- UMA is an umbrella body of manufacturers in Uganda. And has been in existence since 1988. The manufacturing sector contributes 23% of tax revenue in Uganda and employs close to 2 million Ugandans. Manufacturers constitute market for 70 % of Uganda’s electricity output.
- 19% of the total export from Uganda are of manufactured goods.
- UMA has been following events surrounding the trade sector strike that is attributed to among others, the rollout of EFRIS by the Uganda Revenue Authority.
Arising from the above, the manufacturers would like to share their position on the above events as follows;
- Electronic Fiscal Receipting and Invoicing System (EFRIS)
UMA supports the introduction of EFRIS as a tax collection solution 100%. Manufacturers have already embraced the system and it is working for us.
Advantages –
- It widens the tax base
- It formalizes the economy so that all players in the economy can contribute to their tax obligations on a leveled ground.
- It digitizes the economy which is a critical factor in development.
- The same system has been adopted regionally and works well; therefore, we cannot work in isolation.
It isn’t without a doubt that we have not faced challenges with the system. To combat these challenges, UMA has maintained a formal working relationship with the Uganda Revenue Authority and this has resolved issues related to EFRIS and we continue engaged for the outstanding issues.
However, there are some challenges on the implementation side of it.
- Challenge on sensitization, implementation and infrastructure: The improved tax collection recorded by URA prompted them to rapidly rollout to other players in the economy. This rapid move, without prior adequate sensitization and education on the use of the system has caused this impasse.
- Investment in equipment prior to introduction of systems: Relatedly, before implementing systems such as DTS and EFRIS, the Government should invest in equipment to facilitate smooth implementation. This would address and reduce the burden of implementation cost on the tax payers.

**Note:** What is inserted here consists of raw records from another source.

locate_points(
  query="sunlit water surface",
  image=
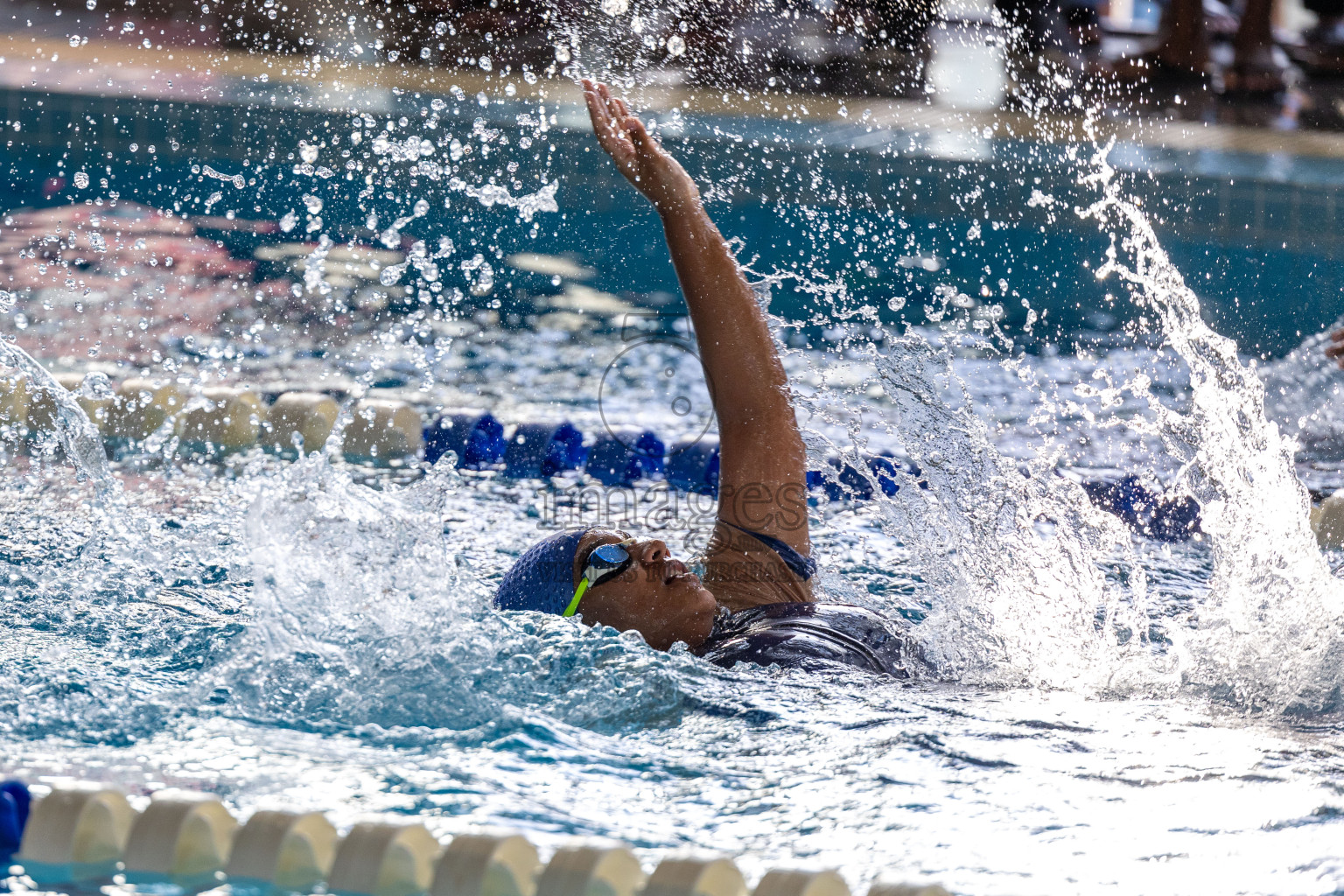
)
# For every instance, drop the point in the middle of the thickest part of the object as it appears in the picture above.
(283, 635)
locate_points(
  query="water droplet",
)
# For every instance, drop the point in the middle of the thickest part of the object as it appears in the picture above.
(390, 274)
(95, 386)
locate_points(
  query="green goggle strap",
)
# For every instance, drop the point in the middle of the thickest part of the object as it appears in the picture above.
(578, 595)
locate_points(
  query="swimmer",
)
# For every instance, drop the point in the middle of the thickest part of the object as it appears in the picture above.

- Implementation penalty under EFRIS: there is high handedness on penalty yet the implementation still has some challenges that must be addressed on both sides (the tax payers and URA)
Irrespective of the value and turnover of the tax payer, each invoice attracts ugx 6million.
- VAT Threshold: As per the Investment Code Act, USD 50,000 is required for a Ugandan investor to acquire an investment license. UMA proposes that the VAT threshold be matched to acquisition of investment threshold for Ugandans.
- Import Duty on fabrics and garments:
- UMA does not agree on varying the specific duty rates applicable to some tariff lines of textile.
- The textile sector has over 500 tariff lines of which only 47 attract specific duties. The specific duties were introduced after a consultative process based on available local and regional capacity. The rationale behind this is to enhance value addition on local cotton where only 10% is value added as of now.
- Owing to this policy position, investments have been attracted into the textile sector which should not be disrupted by policy reversal.
- Non-standardized valuation guideline for goods:
- We agree that there is some improvement that needed to be done by the Uganda Revenue Authority.
- There are various valuation methods used for customs valuation by URA. UMA proposes that while URA can use the various valuation methods, the resultant tax effect should be the same.
- For transparency and certainty, customs values on the basis of the basis which tax is computed should be standardized for a period of at least 90 days and be published widely for information to the trade sector.
- Anti-competition practices by manufacturers:
We appreciate Government’s commitment to streamlining competition in Uganda through passing the Competition Law.
We agree that there is a problem when manufacturers start doing last mile deliveries because they displace the SMEs and the traders. Through the competition law, we propose that;
- In the interim, Government of Uganda through Ministry of Trade Industry and Cooperatives (MTIC) should fast-track the development of guidelines to regulate the market.
- In the medium term, UMA proposes that going forward, the law should be revised to create a Competition Commission to handle trade regulation (Kenya has done the same).
- Loss of Uganda’s competitiveness as a trade hub for the region.
UMA agrees that Uganda is losing its traditional export business to neighbouring countries. UMA has observed that our regional partners under the EAC are using the stays of application window to run away from the agreed CET rates under the customs union. In doing so, they end up undermining Uganda which religiously observes the agreed CET positions.
This must be addressed in the council of Ministers and the EAC summit for Heads of state.
In conclusion;
- UMA strongly believes in engagement and therefore these matters can be resolved expeditious through open dialogue with the relevant stakeholders.
- The trade sector should be given a moratorium up to 30th June 2024 to allow them run down their stock that may have come in without complying with the new EFRIS.
- Ministry of Finance, Planning and Economic Development should drop EFRIS related penalties that were issued against all traders and manufacturers. This will enable the trade and manufacturing sector to start from a new page in the financial year, 2024/25.
- During the ongoing consideration of tax bills by Parliament for the Financial year 2024/25, penalties associated with the implementation of EFRIS should be based on the invoice value and we propose a penalty of 1% of invoice value to drive compliance.